6Il faut lire l'ensemble de sa contribution : L'image et le retour du Maure dans la mémoire collective du peuple espagnol et la guerre civile de 1936, par Maria Rosa de Madariaga (1988, article complet sur le site Persée)
 

 

7Ambiguïté de la violence politique : la persécution religieuse durant la guerre civile espagnole (1936-1939) de Gabriele Ranzato (in Revue Cultures & Conflits)

 

8Parmi les nombreux témoignages allant en ce sens, celui de Hilari Raguer, homme d'Eglise résolument anti-franquiste, est particulièrement significatif.
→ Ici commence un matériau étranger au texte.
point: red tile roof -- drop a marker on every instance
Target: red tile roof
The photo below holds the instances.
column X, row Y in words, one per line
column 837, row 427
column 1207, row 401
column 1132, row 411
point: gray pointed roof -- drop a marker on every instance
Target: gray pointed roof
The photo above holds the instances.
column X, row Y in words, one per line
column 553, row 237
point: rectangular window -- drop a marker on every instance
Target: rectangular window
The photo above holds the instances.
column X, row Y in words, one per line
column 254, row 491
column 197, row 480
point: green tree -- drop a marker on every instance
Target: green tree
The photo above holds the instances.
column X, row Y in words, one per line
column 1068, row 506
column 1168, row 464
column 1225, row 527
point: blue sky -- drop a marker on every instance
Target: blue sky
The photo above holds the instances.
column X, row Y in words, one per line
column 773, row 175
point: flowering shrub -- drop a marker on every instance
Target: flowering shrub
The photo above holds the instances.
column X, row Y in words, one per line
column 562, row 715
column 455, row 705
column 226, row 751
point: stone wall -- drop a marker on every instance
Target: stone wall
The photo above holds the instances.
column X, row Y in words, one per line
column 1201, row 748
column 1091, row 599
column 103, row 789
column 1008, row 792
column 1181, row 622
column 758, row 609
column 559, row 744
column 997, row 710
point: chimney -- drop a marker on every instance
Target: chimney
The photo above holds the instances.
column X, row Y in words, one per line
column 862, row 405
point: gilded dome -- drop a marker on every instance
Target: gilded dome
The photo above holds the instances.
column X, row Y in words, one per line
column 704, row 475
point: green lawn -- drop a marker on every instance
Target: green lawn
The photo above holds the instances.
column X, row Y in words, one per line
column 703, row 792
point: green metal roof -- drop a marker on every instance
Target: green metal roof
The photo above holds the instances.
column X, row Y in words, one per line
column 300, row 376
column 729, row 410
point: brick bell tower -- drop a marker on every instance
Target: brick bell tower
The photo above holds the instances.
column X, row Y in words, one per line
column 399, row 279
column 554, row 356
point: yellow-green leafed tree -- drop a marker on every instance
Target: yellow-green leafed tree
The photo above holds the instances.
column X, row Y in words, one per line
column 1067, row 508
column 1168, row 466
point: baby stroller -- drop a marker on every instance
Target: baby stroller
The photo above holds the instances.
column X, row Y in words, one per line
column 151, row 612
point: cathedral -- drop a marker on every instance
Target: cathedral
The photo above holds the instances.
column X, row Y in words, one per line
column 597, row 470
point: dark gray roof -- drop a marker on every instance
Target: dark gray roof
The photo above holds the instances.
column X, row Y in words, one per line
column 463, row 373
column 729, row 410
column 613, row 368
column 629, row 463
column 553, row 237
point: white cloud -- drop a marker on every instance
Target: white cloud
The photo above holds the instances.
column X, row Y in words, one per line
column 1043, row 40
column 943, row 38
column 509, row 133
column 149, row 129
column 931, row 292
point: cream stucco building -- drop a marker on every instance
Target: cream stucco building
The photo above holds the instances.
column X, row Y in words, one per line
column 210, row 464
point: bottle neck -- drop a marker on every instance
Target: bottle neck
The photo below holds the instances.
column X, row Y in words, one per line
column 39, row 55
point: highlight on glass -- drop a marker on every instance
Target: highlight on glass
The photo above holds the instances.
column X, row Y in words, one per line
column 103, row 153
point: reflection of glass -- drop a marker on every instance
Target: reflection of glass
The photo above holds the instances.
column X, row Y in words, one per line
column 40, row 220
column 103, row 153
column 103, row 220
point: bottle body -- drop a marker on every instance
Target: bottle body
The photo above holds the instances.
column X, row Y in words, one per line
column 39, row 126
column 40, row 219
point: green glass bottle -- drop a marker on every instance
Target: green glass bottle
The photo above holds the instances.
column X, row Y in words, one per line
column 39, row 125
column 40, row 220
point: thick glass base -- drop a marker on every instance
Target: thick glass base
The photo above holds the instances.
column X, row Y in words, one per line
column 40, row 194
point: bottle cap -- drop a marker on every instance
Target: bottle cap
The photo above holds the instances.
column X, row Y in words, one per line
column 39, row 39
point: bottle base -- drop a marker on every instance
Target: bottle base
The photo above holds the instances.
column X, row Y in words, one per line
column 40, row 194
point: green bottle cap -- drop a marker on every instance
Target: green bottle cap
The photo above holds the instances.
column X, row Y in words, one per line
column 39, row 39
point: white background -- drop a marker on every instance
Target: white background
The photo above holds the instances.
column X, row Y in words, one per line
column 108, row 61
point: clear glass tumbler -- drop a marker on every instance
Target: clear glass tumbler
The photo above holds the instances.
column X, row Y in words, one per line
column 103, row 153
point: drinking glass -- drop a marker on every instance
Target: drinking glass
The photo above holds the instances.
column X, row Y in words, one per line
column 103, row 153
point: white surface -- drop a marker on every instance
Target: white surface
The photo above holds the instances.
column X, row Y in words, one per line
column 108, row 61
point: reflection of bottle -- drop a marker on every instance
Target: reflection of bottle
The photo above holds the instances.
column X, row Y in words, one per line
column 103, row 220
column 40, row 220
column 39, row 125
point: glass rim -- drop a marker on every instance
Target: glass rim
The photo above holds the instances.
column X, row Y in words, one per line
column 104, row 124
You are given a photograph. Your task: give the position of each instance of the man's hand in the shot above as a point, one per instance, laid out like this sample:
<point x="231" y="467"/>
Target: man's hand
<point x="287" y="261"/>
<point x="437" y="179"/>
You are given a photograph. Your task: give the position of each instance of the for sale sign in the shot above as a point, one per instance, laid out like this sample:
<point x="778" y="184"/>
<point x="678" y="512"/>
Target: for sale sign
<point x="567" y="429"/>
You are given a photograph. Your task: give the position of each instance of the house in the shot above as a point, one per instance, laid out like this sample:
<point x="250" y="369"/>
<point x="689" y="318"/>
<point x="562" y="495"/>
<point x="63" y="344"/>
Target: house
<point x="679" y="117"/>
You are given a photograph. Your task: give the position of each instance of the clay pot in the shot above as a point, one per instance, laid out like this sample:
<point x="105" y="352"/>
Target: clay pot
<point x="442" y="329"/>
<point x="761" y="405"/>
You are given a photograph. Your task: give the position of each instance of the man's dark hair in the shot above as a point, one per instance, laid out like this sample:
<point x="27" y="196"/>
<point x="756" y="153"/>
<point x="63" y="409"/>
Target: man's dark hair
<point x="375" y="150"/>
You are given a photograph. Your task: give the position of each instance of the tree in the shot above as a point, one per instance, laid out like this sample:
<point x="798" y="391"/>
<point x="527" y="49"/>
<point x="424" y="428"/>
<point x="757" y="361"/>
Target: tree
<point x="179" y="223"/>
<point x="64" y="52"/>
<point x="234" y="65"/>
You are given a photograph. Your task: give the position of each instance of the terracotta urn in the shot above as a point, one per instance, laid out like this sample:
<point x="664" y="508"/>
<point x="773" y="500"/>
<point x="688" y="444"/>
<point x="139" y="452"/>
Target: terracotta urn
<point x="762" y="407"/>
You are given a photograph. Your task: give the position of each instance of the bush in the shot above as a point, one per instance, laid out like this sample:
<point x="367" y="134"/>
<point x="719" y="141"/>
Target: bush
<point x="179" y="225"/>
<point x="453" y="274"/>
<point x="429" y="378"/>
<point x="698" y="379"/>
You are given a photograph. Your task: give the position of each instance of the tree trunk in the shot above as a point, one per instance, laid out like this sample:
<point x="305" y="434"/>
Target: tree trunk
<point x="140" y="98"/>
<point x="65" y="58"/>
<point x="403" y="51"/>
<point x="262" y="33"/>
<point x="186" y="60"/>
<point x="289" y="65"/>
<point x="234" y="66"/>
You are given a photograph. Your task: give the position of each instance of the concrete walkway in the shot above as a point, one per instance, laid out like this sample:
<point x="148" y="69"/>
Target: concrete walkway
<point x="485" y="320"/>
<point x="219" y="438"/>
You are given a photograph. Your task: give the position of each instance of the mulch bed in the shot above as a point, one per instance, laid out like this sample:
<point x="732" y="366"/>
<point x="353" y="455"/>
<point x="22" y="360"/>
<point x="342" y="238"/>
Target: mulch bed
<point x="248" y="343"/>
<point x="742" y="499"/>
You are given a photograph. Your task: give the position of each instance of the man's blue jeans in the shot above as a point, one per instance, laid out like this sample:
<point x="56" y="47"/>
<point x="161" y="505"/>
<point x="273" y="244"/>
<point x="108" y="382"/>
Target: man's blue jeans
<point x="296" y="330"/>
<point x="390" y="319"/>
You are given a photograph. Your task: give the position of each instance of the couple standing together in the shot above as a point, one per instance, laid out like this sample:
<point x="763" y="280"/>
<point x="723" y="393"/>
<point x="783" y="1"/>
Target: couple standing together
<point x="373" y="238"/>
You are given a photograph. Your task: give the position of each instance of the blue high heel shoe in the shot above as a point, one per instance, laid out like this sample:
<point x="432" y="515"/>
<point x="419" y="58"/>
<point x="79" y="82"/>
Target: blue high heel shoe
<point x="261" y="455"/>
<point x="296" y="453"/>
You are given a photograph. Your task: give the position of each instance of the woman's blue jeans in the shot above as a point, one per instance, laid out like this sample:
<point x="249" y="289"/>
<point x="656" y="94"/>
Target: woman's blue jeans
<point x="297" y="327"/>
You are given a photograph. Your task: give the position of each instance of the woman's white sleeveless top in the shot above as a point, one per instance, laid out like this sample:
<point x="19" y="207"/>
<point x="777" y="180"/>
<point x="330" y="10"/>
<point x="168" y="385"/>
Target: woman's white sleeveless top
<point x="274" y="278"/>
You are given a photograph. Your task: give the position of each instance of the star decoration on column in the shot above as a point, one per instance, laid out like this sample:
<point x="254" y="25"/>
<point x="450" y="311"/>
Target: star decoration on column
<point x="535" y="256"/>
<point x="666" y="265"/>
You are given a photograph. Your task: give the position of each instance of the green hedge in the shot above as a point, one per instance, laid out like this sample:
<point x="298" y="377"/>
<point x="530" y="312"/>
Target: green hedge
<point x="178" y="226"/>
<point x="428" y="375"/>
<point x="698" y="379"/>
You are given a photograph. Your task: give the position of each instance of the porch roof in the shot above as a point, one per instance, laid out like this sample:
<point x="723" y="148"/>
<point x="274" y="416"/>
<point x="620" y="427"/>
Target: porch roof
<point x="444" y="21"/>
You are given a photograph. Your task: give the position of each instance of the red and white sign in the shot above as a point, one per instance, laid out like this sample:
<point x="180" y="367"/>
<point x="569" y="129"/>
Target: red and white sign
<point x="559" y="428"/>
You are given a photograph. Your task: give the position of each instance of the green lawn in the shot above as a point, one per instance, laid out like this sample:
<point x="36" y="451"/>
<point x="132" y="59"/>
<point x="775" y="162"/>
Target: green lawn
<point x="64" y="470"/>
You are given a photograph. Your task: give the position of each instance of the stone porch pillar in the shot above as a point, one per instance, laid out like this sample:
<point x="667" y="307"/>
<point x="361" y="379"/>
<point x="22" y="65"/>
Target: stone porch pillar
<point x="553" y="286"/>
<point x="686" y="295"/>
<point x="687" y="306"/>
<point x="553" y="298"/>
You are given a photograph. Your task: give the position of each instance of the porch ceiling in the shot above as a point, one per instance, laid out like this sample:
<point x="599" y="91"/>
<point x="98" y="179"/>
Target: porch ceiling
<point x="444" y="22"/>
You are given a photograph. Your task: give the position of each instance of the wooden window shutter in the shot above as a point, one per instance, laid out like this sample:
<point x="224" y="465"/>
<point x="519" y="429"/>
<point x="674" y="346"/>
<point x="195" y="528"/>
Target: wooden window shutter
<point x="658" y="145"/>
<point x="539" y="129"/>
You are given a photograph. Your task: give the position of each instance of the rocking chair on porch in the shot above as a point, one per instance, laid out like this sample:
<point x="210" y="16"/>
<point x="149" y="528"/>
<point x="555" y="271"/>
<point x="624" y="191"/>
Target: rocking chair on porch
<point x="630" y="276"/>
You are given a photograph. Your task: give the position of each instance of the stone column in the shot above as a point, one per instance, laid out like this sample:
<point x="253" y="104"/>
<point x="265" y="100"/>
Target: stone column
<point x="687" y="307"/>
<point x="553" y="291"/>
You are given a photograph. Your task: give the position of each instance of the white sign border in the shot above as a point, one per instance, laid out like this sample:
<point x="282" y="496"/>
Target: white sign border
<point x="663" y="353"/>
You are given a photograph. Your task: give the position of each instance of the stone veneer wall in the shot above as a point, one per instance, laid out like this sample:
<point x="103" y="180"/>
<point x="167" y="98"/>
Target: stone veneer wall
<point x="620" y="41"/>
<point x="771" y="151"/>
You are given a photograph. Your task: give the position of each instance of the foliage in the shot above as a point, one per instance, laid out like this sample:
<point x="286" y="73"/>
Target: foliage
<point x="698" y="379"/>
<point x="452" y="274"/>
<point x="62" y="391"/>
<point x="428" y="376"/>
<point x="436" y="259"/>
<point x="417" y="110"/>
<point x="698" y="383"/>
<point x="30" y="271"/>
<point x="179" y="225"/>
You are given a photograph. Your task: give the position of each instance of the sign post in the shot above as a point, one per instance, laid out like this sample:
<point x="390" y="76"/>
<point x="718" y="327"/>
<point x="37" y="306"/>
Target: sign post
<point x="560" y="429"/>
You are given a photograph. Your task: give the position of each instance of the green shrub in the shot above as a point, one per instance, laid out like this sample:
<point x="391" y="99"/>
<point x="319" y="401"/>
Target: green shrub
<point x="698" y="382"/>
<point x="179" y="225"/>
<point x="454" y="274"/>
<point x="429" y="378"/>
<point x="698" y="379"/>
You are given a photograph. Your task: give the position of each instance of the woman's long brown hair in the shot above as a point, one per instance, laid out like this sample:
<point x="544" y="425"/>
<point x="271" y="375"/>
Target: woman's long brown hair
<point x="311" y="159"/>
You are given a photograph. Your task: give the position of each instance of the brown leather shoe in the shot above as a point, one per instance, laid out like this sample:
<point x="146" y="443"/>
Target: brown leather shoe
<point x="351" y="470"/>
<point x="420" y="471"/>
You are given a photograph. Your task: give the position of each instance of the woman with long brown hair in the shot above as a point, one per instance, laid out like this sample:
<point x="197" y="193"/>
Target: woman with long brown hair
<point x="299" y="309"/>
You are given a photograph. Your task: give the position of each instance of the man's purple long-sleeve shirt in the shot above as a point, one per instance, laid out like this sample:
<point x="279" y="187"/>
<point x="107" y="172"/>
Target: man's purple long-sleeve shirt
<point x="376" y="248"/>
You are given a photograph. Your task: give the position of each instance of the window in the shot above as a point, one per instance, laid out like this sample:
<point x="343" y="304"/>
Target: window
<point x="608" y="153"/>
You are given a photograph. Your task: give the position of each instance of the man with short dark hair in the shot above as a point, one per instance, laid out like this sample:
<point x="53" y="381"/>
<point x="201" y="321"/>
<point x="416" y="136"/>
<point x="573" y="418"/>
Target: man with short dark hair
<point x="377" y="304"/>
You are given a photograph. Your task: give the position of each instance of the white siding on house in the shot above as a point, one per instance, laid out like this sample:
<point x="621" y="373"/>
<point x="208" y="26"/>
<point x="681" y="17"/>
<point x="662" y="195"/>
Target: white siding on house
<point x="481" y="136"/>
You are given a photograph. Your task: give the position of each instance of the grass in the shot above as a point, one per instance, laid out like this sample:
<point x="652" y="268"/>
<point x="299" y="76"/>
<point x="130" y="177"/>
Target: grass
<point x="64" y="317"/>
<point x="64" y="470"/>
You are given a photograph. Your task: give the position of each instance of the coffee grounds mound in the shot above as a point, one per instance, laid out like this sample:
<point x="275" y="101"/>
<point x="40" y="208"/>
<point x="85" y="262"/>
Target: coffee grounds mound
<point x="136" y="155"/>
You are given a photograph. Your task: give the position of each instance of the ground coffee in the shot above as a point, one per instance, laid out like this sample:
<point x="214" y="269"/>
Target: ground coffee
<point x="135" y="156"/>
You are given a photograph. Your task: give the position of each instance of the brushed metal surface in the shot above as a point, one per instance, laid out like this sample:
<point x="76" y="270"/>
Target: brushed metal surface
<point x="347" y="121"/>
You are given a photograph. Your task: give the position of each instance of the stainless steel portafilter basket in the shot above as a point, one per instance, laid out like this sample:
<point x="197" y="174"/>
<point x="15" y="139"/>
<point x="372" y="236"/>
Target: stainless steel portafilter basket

Il a écrit dans son livre La espada y la cruz : "Bien que le nombre et les circonstances aient été exagérés, bien que ce qui s'est publié sur cette question soit très abondant et ait bénéficié de circonstances politiques qui lui ont donné une très grande divulgation (...), il faut pourtant admettre cette terrible réalité historique : pendant de nombreux mois, il suffisait que quelqu'un soit identifié comme prêtre, religieux ou simplement membre d'une congrégation ou d'un mouvement apostolique, pour qu'il soit exécuté sans procès".

 

9Jean-François Berdah : Epuration et répression politique en Espagne pendant la guerre d'Espagne (site Amnis, revue de civilisation contemporaine.)